Уфа была прикрыта отрядом полковника Рылеева. Были защищены войсками города Мензелинск, Кунгур, Красноуфимск, Екатеринбург. Крупный корпус Деколонга прикрывал Сибирскую линию. После переправы Пугачёва за Волгу генерал Мансуров, оставив Яицкий городок, двинулся к Сызрани.

Преследование Пугачёва возлагалось на Михельсона, Меллина и Муфеля. Сверх того были двинуты полки из Крыма, из-за Дона и с Кубани.

Итак, в распоряжении главнокомандующего находились и еще должны были поступать громадные силы. Екатерина писала ему: «Противу воров столько наряжено войска, что едва ли не страшна таковая армия и соседям была».

На самом деле, на поле действия к концу июля уже находились восемь полков пехоты, девять легких полевых команд, восемнадцать гарнизонных батальонов, восемь полков регулярной кавалерии, четыре донских полка, полк малороссийских казаков и другие более мелкие части.

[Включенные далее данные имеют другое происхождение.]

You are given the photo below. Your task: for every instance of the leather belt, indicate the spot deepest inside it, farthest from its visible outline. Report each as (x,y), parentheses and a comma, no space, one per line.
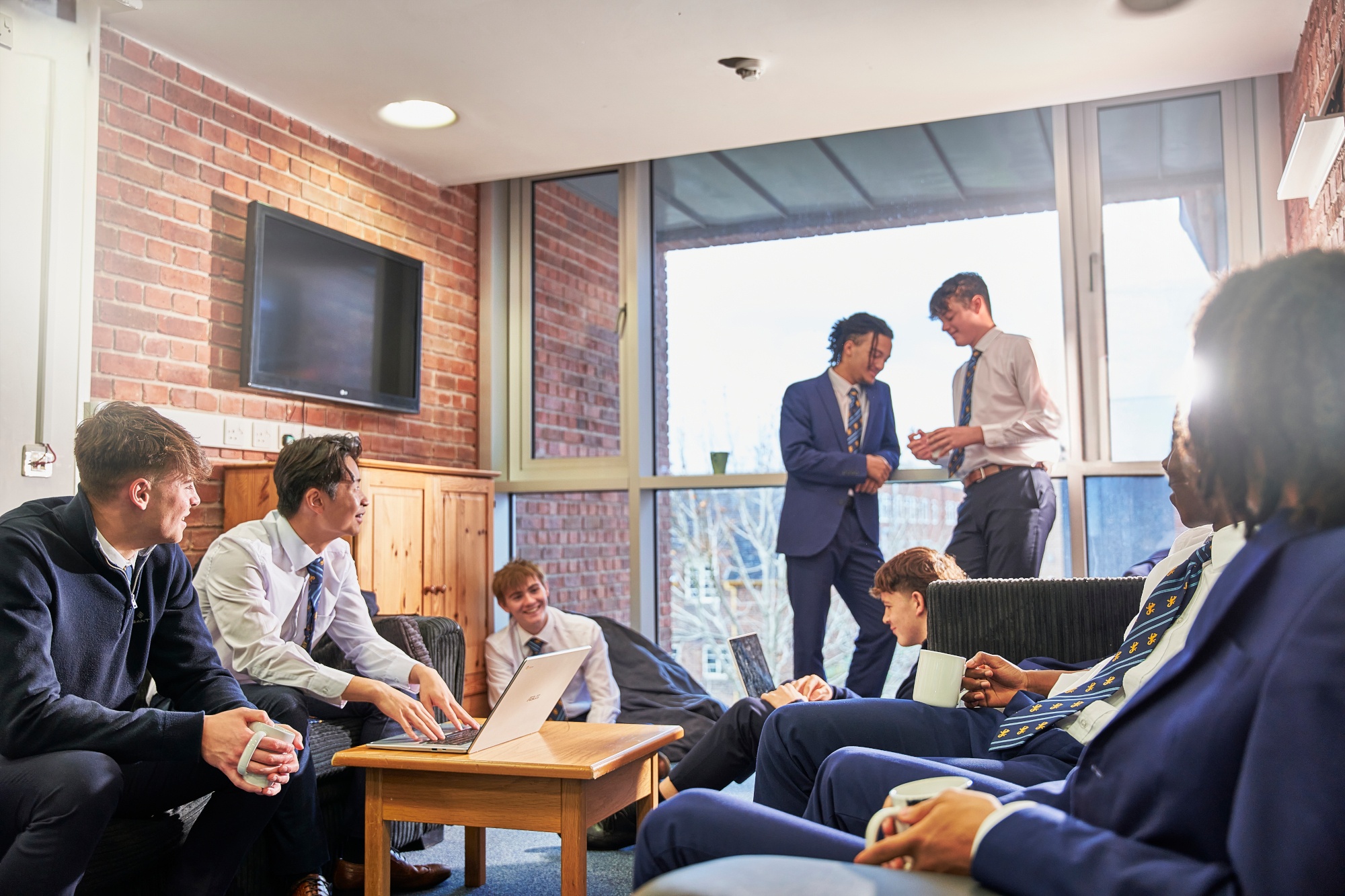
(991,470)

Таким образом против Емельяна Пугачёва, под конец его деятельности, была выставлена целая армия.

3

Народная громада снова была разбита на полки, на сотни. В основу мужицких полков вошли те крестьяне, которые примкнули к Пугачёву еще до Казани и уцелели после трех казанских поражений. Формированием армии были по горло заняты все Пугачёвские военачальники. Особливым же рвением отличались офицер Горбатов, атаман Овчинников и сам Емельян Иваныч. Но все это теперь делалось на ходу, спешно и не так, как нужно бы. Некоторые молодцы купца Крохина, пожелавшие остаться с Пугачёвым, а также казанские суконщики, были причислены к полку заводских работных людей, и команду над ними, вместо плененного Белобородова, принял на себя, по вынужденному приказу Пугачёва («на безрыбье — рак рыба!»), полковник Творогов. В этот полк определились есаулами бывший секретарь Белобородова разбитной парень Верхоланцев и вновь приставший к «батюшке» литейный мастер Воскресенского завода Петр Сысоев.

Пред отправлением армии в поход к Емельяну Иванычу приступили старшины Яицкого войска.

— Ваше величество, батюшка, — сказали они. — Долго ль нам еще путаться зря, да проливать человеческую кровь? На наш смысел, приспело вам время, ваше величество, на Москву идти и принять престол.

Пугачёв обещал своим приспешникам исполнить и принять их желание. И вот вскоре народная громада двинулась по направлению к Москве в расчете пройти через Нижний Новгород. Однако дело повернулось по-иному. Отойдя от Волги пятнадцать верст, Пугачёв повстречал чувашей, толпа коих, соединившись с народной армией, поведала ему, что Нижний сильно укреплен, что в городе много войска, а из Свияжска движется отряд правительственных войск.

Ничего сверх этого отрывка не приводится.